My Mom was a hippy and she thinks of herself as a spiritual person. But she does not meditate, I don't think she is very connected to her source, and she is kinda freaked out by how spiritual I have become; especially about me using the word god so freely. So we talked about it and dissected why it felt unsettling to her.
It was what I would expect. The word has all this complicated baggage for her. Christianity, hateful gods, repression and all sorts of things come up for for her when she hears the word God (and I totally relate, used to feel the same way). Although she believes in something, she is not sure what it is and it's kinda scary for me to have all these strong beliefs that I formed all on my own, without my families input. It's also hard to see me change (even if she sees it's for the better) because it makes her feel like a bad Mom or like I'm moving away from her.
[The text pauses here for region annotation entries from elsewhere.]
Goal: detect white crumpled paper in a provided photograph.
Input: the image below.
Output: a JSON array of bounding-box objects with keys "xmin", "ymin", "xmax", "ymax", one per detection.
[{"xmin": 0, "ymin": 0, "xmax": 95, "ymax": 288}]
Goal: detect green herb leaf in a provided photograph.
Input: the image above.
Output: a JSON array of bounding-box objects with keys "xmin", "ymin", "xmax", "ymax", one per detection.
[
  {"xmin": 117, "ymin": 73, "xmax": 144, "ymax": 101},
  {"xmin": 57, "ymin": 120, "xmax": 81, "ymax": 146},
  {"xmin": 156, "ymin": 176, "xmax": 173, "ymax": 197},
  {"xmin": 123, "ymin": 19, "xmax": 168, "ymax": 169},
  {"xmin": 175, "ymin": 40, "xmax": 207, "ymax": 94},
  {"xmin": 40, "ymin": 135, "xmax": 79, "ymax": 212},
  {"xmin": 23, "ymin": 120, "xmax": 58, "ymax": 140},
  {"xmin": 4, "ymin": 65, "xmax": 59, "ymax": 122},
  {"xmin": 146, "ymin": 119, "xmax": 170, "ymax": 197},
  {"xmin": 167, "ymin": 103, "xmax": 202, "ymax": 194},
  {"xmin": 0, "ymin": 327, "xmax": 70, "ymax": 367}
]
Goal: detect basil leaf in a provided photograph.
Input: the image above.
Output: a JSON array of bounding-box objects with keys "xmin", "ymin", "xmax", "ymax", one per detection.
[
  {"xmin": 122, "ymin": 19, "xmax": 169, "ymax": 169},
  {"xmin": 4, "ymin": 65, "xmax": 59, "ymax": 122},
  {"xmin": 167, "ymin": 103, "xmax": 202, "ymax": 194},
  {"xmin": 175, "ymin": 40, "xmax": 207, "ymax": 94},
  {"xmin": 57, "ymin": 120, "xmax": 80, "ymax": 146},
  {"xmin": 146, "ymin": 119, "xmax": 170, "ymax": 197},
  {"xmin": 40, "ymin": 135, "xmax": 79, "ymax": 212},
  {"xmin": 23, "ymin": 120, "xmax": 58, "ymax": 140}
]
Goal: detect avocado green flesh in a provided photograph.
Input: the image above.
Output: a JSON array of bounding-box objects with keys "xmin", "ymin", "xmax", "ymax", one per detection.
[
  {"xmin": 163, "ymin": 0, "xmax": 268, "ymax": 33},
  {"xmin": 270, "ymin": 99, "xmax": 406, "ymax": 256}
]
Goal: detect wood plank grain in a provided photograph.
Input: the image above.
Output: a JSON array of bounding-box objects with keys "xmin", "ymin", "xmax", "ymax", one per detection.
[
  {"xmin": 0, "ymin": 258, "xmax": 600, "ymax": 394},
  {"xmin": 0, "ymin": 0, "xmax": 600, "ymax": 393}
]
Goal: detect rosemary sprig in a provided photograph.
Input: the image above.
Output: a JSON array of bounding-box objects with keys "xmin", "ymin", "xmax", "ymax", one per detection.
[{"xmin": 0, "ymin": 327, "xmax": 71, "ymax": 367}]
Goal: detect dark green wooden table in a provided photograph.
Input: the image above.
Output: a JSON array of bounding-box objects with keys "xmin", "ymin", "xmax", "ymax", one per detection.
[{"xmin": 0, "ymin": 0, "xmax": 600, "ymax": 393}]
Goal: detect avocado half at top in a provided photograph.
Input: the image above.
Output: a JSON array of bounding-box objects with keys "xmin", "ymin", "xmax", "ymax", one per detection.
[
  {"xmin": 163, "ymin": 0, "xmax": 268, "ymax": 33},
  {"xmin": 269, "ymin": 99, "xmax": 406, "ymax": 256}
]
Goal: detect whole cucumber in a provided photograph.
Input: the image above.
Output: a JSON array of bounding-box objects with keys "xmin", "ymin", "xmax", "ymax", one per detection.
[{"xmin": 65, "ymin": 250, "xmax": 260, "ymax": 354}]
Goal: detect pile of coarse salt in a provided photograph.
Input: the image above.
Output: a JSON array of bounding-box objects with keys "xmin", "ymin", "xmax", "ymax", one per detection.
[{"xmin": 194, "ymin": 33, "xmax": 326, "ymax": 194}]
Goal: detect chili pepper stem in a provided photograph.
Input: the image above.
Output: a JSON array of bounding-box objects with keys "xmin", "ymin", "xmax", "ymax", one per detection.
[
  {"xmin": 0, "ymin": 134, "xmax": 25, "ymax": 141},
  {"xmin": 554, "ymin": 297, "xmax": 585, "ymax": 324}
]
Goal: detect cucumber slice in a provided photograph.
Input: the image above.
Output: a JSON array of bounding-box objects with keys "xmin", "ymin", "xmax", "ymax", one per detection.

This shit is so complicated to unravel, but it feels so good when we can.
Anyway while we were talking she told me a bunch of stuff I had totally forgotten about from when I was a little girl. Like I said in my last post, I did not believe in God 8 years ago. Not only that, I was mad as hell at the God I do not believe in. But my Mom reminded me that when I was a little girl I always asked her about God and what religion we were and wanted to know why we did not have more of a spiritual aspect to our life. She also reminded me that I always went to church with my friends families. I went to every kind of church you can think of. I even let, much to my mothers horror, some Johavoh Witnesses into our home to talk to them about God. This all went on till about 8th grade.
It was around this time that my life got really tumultuous. Family stuff got really bad. I was very unhappy, I started drinking and doing drugs and was on the road to being pretty dark. But even then, I would do acid and think I was having a spiritual experience. I was pretty much looking for God my entire childhood. I had totally forgotten about all of this. I thought I only became interested in spirituality 13 years ago when I went to see a healer in SF, after my divorce. But the truth is, I have been on this path since I was brought into this world, in my current incarnation.
I'll tell you what? It felt really good to find this missing piece to my journey. And I would not have realized this, or maybe not as soon, if I didn't have such a wonderful and repaired relationship with my mother today (who is the exact same person she was always been). 8 years ago I could hardly stand to be in the same room with her and most the time, when we were, we were screaming at eachother. I'm so thankful that this isn't our reality today. I am truly blessed to have her and I'm so happy to receive her insight and wisdom.